Best to check with the local electrical authority, When I wired my shop I required a breaker in my main panel to supply the second panel. So if you are running a 100A service in your shop you will need a 100A breaker in main panel. Unless you direct feed from main line? You will most likely require a permit anyways.


----------



## wiser1934 (Oct 13, 2009)

you need a breaker in your main panel to feed the subpanel. i have no idea what you are going to run off the sub panel. figure up your total amperage draw and get a breaker to cover this. also match the wire capacity to the breaker size. then break it down in to individual circuits. hope this helps.


----------



## reedwood (Jan 27, 2011)

a separate 100 amp panel for a basement below seems like a lot, unless it's a huge basement and you have a huge shop. I'm wondering if you even need this? Is your existing box full? Do you have access to the conduit from the panel? How much power do you need?

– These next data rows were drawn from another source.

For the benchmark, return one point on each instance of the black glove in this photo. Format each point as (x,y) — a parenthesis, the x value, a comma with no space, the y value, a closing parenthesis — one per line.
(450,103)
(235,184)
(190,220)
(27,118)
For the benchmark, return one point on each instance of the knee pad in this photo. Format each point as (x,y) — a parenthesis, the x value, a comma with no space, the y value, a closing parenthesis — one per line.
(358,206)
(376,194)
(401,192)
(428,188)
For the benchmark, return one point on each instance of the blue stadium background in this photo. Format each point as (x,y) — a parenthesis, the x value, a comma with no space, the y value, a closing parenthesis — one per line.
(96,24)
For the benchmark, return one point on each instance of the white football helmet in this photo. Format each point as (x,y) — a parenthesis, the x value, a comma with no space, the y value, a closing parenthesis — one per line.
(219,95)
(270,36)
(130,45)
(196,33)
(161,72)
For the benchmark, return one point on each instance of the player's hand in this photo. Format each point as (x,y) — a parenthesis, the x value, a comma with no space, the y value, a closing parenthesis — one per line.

You definitely need to talk to an electrician. Roughing in electrical is not that hard really. I bet you could get your electrical buddy to help lay it out for you. He may even be willing to help pull wire and hook up the new circuits.

Recently, a friend of mine couldn't sell his house until he ripped out all of his "happy homeowner run amok" Romex electrical work in his basement shop because it wasn't to code.

Down the street, a neighbor burned his garage to the ground because of his BS wiring. Idiot walked away with thousands of dollars because he claimed all the crap he had stuffed in there….. which is what started the fire!

I digress…... be safe my friend.


----------



## crank49 (Apr 7, 2010)

There are many, many issues with a person of limited knowledge on the specific subject of wiring practice installing a 100amp sub panel.

I mean absolutely no disrespect, but your suggestion of feeding off the main without a breaker gives me pause and causes great concern for your safety.
1. The mains will always be hot unless you have the power company come out and pull the meter, so there is no safe way you can attach wires going to your sub-panel to the mains.
2. The power company will not shut down a service like this for modifications and then power it back up unless there has at least been an inspection and probably a new permit issued.
3. If your main is a 200 amp service, the feed going to the sub-panel would also have to be rated at 200 amps if it was attached to the mains without a breaker.
4. It's possible that to get a new permit for a rewired panel, all the existing wiring in the whole house would have to be brought up to current code. Could be very expensive, depending on when your house was built and what the local codes are.


----------



## oldretiredjim (Nov 14, 2011)

Agree with the comments above. First and foremost is a breaker in the main to feed the sub. And from your discussion I would recommend having an electrician install that breaker. Once the breaker is installed in the main with a feed to the sub you can work in a cold box for the rest. Many of us have probably worked hot at one time or another and have a cooked screwdriver to prove it.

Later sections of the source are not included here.